There have been 5 times in my life that I have taken pregnancy tests and gotten the BFP (big fat positive) ... 5 times.
I have ONE living baby. That seems so unfair to me. Trent was my first positive. He grew healthy until my body gave out and he was born too early. I had 22 beautiful, short minutes with him.
I got a positive in May of 2010. I miscarried at just over 4 weeks pregnant. The doctor called it a chemical pregnancy. I guess that means the egg was fertilized but never attached.
I got a third positive in September of 2010. I miscarried yet again. I was almost 5 weeks pregnant. I am not sure what happened this time. But, I do know this miscarriage paved the way for Ian.
I got my fourth positive pregnancy test in October of 2010...this pregnancy produced Ian :) Because of the miscarriage in September the doctor tested my levels VERY early in Ian's pregnancy. He found my progesterone level (the hormone that sustains the pregnancy until the placenta takes over) very low. I was put on progesterone until 14 weeks.
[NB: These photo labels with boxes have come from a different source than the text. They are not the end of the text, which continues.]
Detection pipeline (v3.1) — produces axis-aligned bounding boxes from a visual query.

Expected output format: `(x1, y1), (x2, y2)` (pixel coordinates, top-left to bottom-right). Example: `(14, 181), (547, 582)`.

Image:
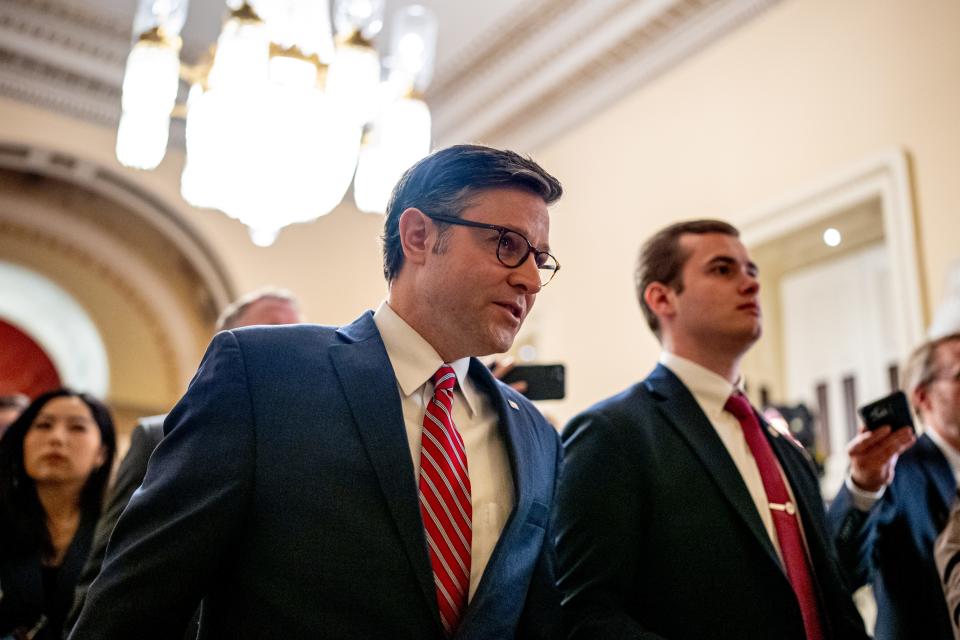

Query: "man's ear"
(399, 207), (436, 264)
(643, 282), (677, 318)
I got my fifth positive pregnancy test last week. I am no longer pregnant. I miscarried at 5w2d. I have no idea why. I don't know why I get pregnant just to lose it. It is sad.
All I can think now is when I get to heaven I will have a lot of babies to meet.
Ian brings more joy to my heart than I can even tell you. It still hurts to think I lost yet another baby. But, I have Ian here. I wish I could have an answer. I wish I could know why. I want to give Ian a living sibling. I just don't know if we will get the chance.